The Duchess, Zigi and Manfred spoke with two students who have become HET Ambassadors, Farah Ali and Maxwell Horner. Maxwell told them that he had been inspired both by a family visit to Anne Frank’s house in Amsterdam and his visit to Auschwitz.

“I’ve always had from quite a young age a strong passion about human rights and injustice. I jumped at the opportunity,” he said. “I feel the Holocaust is a focal point of injustice. It was the biggest injustice of modern history. If we learn about the Holocaust, we can make sure it doesn’t happen again, make sure we recognized the signs leading up to genocide.”

When asked by the Duchess about how she felt hearing the men’s stories, Farah simply said: “There are no words to describe it.”

While speaking about his work lecturing the younger generation, Manfred said: “What I end up telling them is…that please remember all it takes for evil to triumph is for good people to remain silent.
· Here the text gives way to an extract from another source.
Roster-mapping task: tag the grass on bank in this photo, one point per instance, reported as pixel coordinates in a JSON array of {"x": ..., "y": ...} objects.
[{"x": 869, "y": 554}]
And I do get feedback that indicates that this is taken aboard.

“I have been told time and again, that leaning about the Holocaust from a textbook is rather dull and doesn’t make an impact. But to listen to a survivor makes an incredible impact.”

Kate agreed, saying: We all have a role to play, all generations have a role to play in making sure the stories that we have heard from Zigi and Manfred today live on and ensure that the lessons that we have learnt are not repeated in history for future generations.

“I am really glad there is the younger generation flying the flag for this work.

“Manfred and Zigi, I never forgot the first time we met in 2017 and your stories have stuck with me since then and it’s been a pleasure to see you again today and you are right Manfred, it’s important that these stories are passed onto the next generation.”

On the day of the memorial Prince William and Kate shared some poignant photos from their visit to Stutthof in Poland in 2017, where the couple first met the two Holocaust survivors, Zigi and Manfred. The caption accompanying the post read: “As young boys, Zigi and Manfred both spent time in ghettos and a number of labour and concentration camps, including Stutthof in Poland where they met for the first time in 1944, and remain friends to this day.

“Of the 110,000 men, women and children who were imprisoned in the camp during the Holocaust, as many as 65,000 lost their lives – including 28,000 Jews.

“Together on 27 January, the anniversary of the liberation of Auschwitz-Birkenau, the largest Nazi death camp, we bear witness for those who endured genocide, and honour the survivors and all those whose lives were changed beyond recognition.

“We must never forget. #HMD2021.”

The Duke and Duchess both look visibly moved by their visit to the former concentration camp in Gdansk four years ago.

Last year, for the 75th anniversary of the liberation of Auschwitz, Kate shared two powerful photos she had taken of survivors with their grandchildren at Kensington Palace.

The Cambridges weren’t the only ones to post about the memorial, with the Prince of Wales and the Duchess of Cornwall recording a special message to open the 2021 virtual Holocaust Memorial Day event, which will take place on Wednesday 27th January. Prince Charles has been patron of the Holocaust Memorial Day Trust since 2015, with him attending the World Holocaust Forum at Yad Vashem, Jerusalem, last year.